A test flight after the engine was back together showed markedly warmer engine temps, but well within accepted limits. We might retune again for summer flying, but for now the hope is that the warmer engine temps can vaporize some of that lead.
The Lesson
Would we consider using mogas again to prevent the fouling? Well, that’s a conundrum. The engine manufacturer does not recommend using an ethanol-blended gasoline, such as what is readily available and affordable for us. The company’s reasoning, spelled out in a service bulletin issued in 2011, is that ethanol is tough to measure. At every fueling, you must check the percentage of ethanol to make sure it is 10% or less, and even that does not guarantee that the ethanol will stay mixed at that ratio in your tanks as the fuel is drawn into your carburetor.
Running the engine too cool will aggravate lead deposits on valve stems. Bumping up the operating temperature may keep valve work from becoming a regular chore.

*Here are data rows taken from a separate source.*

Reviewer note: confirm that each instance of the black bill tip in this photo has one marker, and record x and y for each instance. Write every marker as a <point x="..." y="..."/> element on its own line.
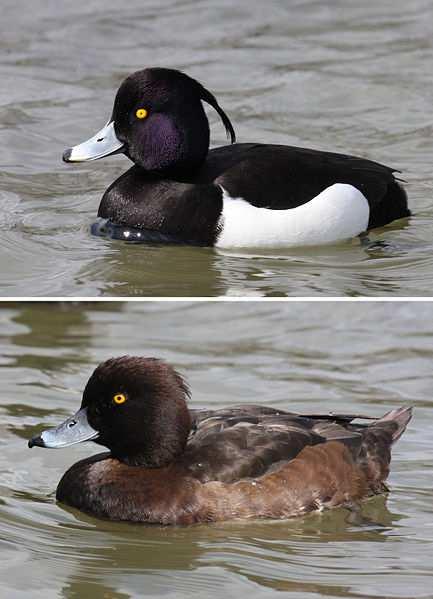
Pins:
<point x="67" y="155"/>
<point x="36" y="442"/>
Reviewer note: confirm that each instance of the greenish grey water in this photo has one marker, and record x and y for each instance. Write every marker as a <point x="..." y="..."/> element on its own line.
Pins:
<point x="347" y="76"/>
<point x="359" y="357"/>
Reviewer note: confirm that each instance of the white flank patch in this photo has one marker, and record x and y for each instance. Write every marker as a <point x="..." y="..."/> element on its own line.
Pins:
<point x="339" y="212"/>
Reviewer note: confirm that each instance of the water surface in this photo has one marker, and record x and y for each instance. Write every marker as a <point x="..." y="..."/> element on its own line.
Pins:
<point x="344" y="76"/>
<point x="366" y="358"/>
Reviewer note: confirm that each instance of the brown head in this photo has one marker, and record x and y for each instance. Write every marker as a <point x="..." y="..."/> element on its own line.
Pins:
<point x="134" y="406"/>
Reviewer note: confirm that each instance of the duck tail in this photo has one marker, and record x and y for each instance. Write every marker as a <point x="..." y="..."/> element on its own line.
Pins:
<point x="400" y="417"/>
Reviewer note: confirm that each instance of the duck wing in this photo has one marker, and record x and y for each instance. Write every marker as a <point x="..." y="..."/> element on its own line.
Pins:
<point x="248" y="441"/>
<point x="281" y="177"/>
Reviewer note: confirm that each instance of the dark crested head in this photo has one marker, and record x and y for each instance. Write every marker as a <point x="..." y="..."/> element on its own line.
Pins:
<point x="158" y="121"/>
<point x="134" y="406"/>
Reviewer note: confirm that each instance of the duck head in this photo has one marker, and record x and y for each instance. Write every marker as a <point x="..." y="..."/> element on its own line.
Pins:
<point x="134" y="406"/>
<point x="158" y="121"/>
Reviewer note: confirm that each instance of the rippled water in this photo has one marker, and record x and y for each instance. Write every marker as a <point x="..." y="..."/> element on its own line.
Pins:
<point x="347" y="76"/>
<point x="355" y="357"/>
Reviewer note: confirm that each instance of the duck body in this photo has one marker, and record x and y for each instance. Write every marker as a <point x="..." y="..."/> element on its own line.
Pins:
<point x="171" y="465"/>
<point x="239" y="195"/>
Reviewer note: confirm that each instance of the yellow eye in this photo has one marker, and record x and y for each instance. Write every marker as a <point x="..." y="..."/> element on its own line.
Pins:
<point x="119" y="398"/>
<point x="141" y="113"/>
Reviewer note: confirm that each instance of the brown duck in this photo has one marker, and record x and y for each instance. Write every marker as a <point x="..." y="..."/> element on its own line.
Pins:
<point x="172" y="465"/>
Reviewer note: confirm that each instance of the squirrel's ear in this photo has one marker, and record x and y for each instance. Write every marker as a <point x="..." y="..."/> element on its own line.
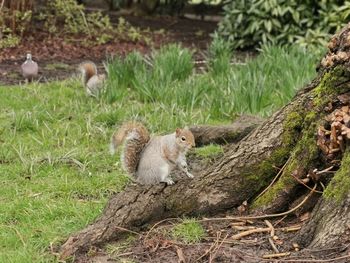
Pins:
<point x="178" y="131"/>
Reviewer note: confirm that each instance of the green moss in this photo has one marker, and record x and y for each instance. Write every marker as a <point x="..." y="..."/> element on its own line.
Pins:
<point x="292" y="127"/>
<point x="302" y="151"/>
<point x="339" y="187"/>
<point x="189" y="231"/>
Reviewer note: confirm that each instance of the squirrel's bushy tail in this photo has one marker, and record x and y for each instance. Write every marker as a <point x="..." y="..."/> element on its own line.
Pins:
<point x="133" y="136"/>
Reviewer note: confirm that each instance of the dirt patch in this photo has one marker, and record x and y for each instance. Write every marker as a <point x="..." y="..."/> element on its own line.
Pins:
<point x="58" y="59"/>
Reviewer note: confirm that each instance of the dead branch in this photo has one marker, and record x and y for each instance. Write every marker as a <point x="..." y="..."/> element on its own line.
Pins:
<point x="205" y="134"/>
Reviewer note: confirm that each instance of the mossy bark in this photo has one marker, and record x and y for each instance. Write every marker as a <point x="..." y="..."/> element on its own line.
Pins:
<point x="288" y="137"/>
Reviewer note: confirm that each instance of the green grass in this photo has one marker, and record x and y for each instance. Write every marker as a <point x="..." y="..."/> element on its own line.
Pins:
<point x="188" y="231"/>
<point x="56" y="172"/>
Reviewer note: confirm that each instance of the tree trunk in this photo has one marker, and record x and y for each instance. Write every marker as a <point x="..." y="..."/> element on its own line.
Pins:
<point x="283" y="145"/>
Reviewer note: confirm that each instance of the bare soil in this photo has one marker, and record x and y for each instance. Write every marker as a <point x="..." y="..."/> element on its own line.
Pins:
<point x="157" y="246"/>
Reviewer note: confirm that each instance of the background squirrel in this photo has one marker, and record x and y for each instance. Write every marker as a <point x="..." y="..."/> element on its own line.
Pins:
<point x="150" y="160"/>
<point x="92" y="81"/>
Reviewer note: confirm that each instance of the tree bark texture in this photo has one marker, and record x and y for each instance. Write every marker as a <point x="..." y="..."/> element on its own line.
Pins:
<point x="244" y="170"/>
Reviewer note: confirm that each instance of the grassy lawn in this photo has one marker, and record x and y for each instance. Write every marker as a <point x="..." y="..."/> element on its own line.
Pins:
<point x="55" y="169"/>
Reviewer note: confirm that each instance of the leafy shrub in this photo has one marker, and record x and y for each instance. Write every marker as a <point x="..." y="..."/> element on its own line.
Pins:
<point x="249" y="24"/>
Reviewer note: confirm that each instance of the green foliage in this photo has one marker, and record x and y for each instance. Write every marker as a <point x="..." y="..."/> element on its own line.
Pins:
<point x="259" y="86"/>
<point x="253" y="23"/>
<point x="188" y="231"/>
<point x="70" y="18"/>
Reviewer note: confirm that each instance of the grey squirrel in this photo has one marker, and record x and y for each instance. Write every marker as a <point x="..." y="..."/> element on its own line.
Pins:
<point x="92" y="81"/>
<point x="150" y="160"/>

The engine manufacturer, in the same service bulletin, also warns users about the additives and solvents that are routinely added to mogas, stating that they are detrimental to the engine. And because mogas formulas vary widely from state to state, and from season to season in the U.S., the whole process is, well, a crapshoot at best. If you are traveling a good distance, every stop you make could be a different formulation. You could take on some high-altitude fuel in Denver, then fly on to Oklahoma and find the mix does not burn as well. No, we’ll wait for an aviation spec’d unleaded fuel to come to town, thank you.
So we soldier on with avgas and juggle the carburetor for the time being. The hope is that the New Year’s cleanup on the engine’s insides will buy us a few good years of flying until a better fuel comes along.